Chabon explicitly defends the escapism of comics. After the war, his Kavalier reflects:
Having lost his mother, father, brother, and grandfather, the friends and foes of his youth, his beloved teacher Bernard Kornblum, his city, his history—his home—the usual charge leveled against comic books, that they offered merely an easy escape from reality, seemed to Joe actually to be a powerful argument on their behalf … It was a mark of how fucked-up and broken was the world—the reality—that had swallowed his home and his family that such a feat of escape, by no means easy to pull off, should remain so universally despised.
Still, glamour is always vulnerable to those who love it. The more we’re drawn to a glamorous person, place, or thing, the more we scrutinize it, seeking to fill in the details—which ultimately destroys the mystery and grace. Someone will always look for the hidden flaws, the seamy side of the story. Hence the demand for gossip about Princess Diana’s bulimia or Jennifer Lopez’s romantic problems. These Behind the Music–style revelations replace the transcendence of glamour with the mundane problems of mere celebrity. Beyond these grubby details is a more mythic kind of debunking: the artistic revisionism that warns of glamour’s dangers and disappointments. The power of such revisionism, however, depends on the emotional pull of the original. Someone who knows little and cares even less about Hollywood dreams will miss the pity and terror of Sunset Boulevard. Someone who scorns superheroes as infantile won’t understand the scary wonder of Watchmen, the brilliant 1987 graphic novel in which Alan Moore and Dave Gibbons deconstruct superheroes. To the wrong audience, glamour, even revisionist glamour, will seem like camp.

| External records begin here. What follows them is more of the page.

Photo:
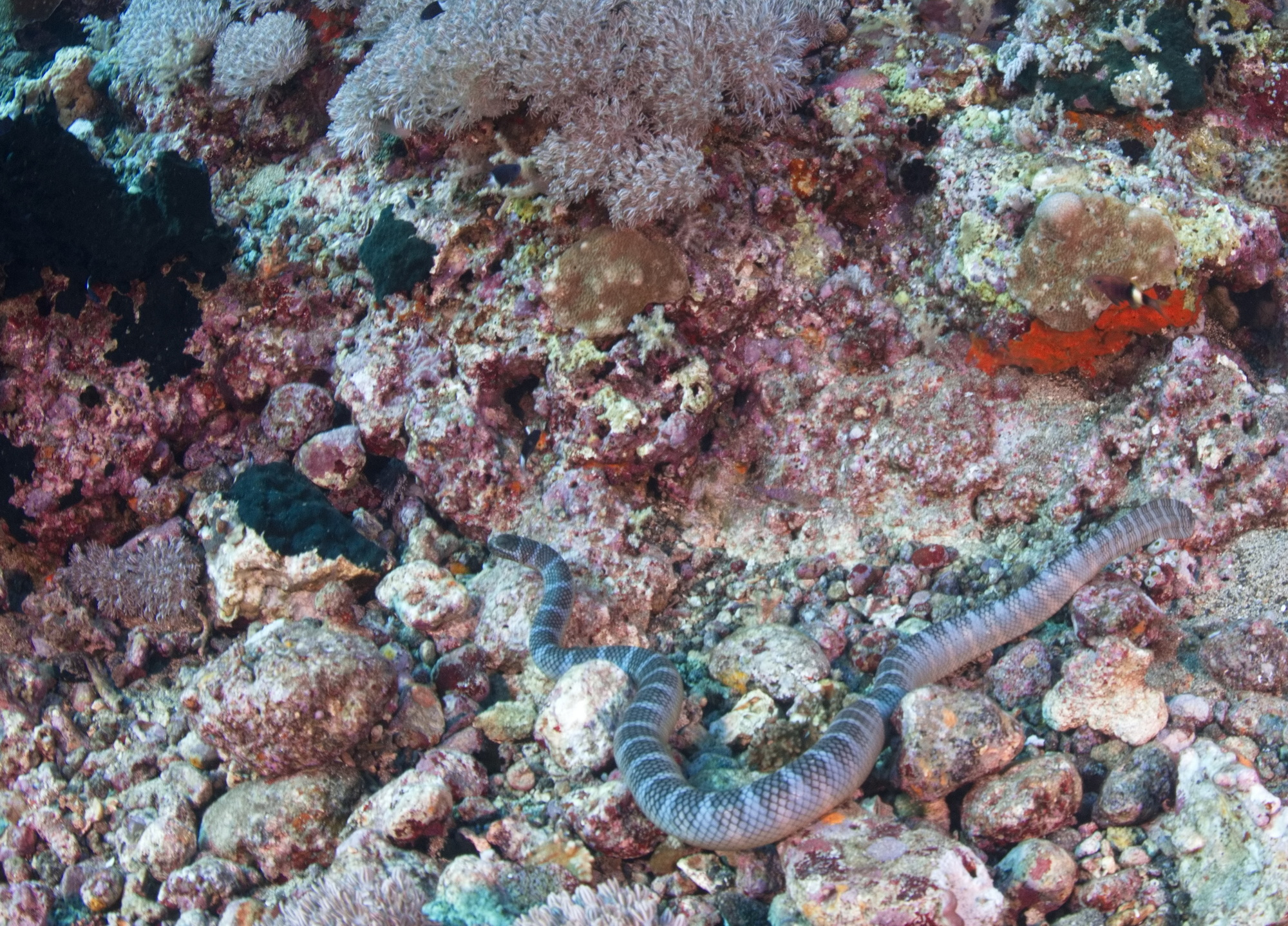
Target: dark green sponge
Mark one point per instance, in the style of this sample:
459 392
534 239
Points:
296 517
393 254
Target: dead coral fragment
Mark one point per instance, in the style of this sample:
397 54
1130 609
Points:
1268 180
1080 235
611 905
605 280
360 897
151 581
1048 351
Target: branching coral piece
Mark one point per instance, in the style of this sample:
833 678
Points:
1215 33
610 905
1144 88
154 581
1133 37
359 897
1046 351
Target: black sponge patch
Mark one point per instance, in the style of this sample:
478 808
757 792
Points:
1180 57
66 212
296 517
393 254
16 463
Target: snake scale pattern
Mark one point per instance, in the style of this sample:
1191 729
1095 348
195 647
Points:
833 770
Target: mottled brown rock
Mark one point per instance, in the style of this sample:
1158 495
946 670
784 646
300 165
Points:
951 739
772 657
1137 790
1023 673
1037 876
413 807
610 822
1076 235
1249 656
284 826
292 696
1027 802
1111 892
1115 607
1106 690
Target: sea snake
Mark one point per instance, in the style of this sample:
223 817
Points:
834 768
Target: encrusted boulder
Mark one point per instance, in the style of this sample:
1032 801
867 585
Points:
292 696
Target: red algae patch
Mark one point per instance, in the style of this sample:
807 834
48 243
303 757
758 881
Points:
1048 351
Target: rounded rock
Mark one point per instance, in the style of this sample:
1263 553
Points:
1250 656
1027 802
951 739
413 807
102 889
609 821
782 661
1022 674
207 884
1106 690
508 722
1037 876
579 718
1116 607
610 276
1137 790
284 826
292 696
428 600
294 414
464 672
463 773
856 866
334 459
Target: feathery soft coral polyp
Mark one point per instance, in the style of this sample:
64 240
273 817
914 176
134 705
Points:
1048 351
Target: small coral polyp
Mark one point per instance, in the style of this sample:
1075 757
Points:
1077 235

One way to balance the real and ideal while preserving glamour is to give the audience an insider’s view. So superhero comics now tend to situate their stories in a world like our own, with ubiquitous, sensationalist media and inescapable trade-offs between personal and professional life. To their audience inside the comics, the superheroes are powerful and mysterious celebrities subject to public adulation and tabloid attacks. The real-world audience, by contrast, gets a glimpse behind the mask, a chance to identify with the character and to experience glamour once removed—to imagine what it would be like to be glamorous, and how much hard work, sacrifice, and attention to detail that seemingly effortless power requires. This double vision acknowledges the art behind the illusion. Glamour may look easy, but it never is.